It was all go with the flow today, following the Tyne downriver to Newcastle mainly along the fine NCN72, with a friendly tailwind.
I investigated a few back lanes north and east of Hexham, ending up ruling more out than in for my routes article, but did enjoy some excellent ridgetop views, quiet roads, and bijou little castles such as Halton and Aydon (said to be England’s finest intact 13th-century castle/manor house).
Northumberland is often tagged as castle country on the basis of mighty structures such as Warkworth, Alnwick or Bamburgh – there’s even a Coasts and Castles Sustrans cycle route – but there are lots of small-scale ones too.

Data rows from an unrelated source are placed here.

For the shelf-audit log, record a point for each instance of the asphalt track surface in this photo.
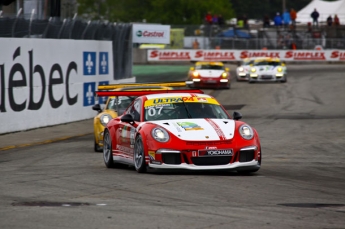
(51, 178)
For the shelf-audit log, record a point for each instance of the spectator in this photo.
(266, 21)
(278, 20)
(245, 21)
(286, 18)
(293, 16)
(208, 18)
(195, 44)
(315, 16)
(220, 20)
(240, 21)
(293, 45)
(215, 19)
(336, 20)
(329, 20)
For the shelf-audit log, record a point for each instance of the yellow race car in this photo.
(209, 74)
(115, 106)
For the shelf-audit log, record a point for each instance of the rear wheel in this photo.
(139, 155)
(108, 151)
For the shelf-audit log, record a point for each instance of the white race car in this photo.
(268, 70)
(243, 69)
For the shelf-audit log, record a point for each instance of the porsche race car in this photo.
(243, 69)
(183, 129)
(209, 74)
(115, 106)
(268, 70)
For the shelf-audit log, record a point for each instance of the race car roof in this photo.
(268, 59)
(158, 84)
(147, 92)
(209, 63)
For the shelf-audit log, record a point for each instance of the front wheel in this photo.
(139, 155)
(108, 151)
(97, 148)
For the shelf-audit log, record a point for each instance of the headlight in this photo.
(105, 118)
(246, 132)
(160, 134)
(195, 74)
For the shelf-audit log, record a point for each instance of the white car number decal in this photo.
(153, 110)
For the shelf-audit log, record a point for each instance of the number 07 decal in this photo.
(153, 110)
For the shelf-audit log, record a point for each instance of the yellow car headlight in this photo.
(195, 74)
(105, 118)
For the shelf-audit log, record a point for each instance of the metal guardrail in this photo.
(56, 28)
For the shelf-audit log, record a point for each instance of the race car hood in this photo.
(210, 73)
(266, 69)
(199, 129)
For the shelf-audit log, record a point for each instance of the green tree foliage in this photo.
(180, 12)
(255, 9)
(186, 11)
(154, 11)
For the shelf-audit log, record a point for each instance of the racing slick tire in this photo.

From Ovingham, though, I followed the Hadrian’s Wall cycle route along the Tyne back to Newcastle, and a rather fine route it is too – well-surfaced (almost all good tarmac, much of it smooth and new) and with north (NCN72) or south (NCN141) bank options from Ryton. (Sadly, the route south of the river between Wylam and Ryton is closed due to landslip, with no prospect of reopening.)

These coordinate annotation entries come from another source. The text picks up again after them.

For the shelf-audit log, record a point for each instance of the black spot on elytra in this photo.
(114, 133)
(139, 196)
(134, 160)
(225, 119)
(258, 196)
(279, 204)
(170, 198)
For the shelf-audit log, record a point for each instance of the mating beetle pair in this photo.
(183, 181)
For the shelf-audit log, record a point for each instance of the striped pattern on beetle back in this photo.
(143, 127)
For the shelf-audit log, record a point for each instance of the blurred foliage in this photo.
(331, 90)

Newcastle says ‘bridges’ to me, probably in a welcoming Geordie accent, but it’s not only the centre where you have some impressively photographable crossings. At Ovingham there’s a curious double-bridge of narrow ways, one for cars not bikes, the other for pedestrians not bikes – hmm, something seems to be missing there – and at Wylam there’s Hagg Bank Bridge, an invitingly girdery old tramway crossing.

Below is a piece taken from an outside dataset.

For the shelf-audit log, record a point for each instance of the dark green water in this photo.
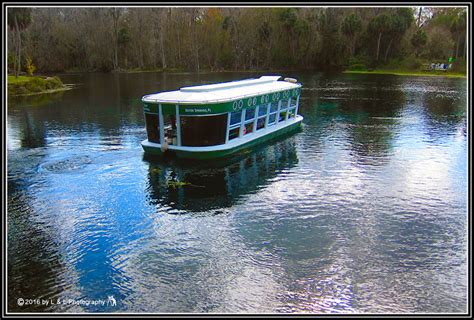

Anyway, I was happy to dawdle my way along the south bank option back into Newcastle, with views of yet more bridges, one of which – the low-level swing bridge – I used to get from Gateshead over the river to the Toon itself.
It had been a splendid little trip, with everything you could reasonably wish for on a bike jaunt: superlative scenery, ancient monuments, friendly people, characterful towns, quiet lanes and decent weather.
Except perhaps easy access to real ale in Hexham. Maybe it wasn’t reasonable to hope for that.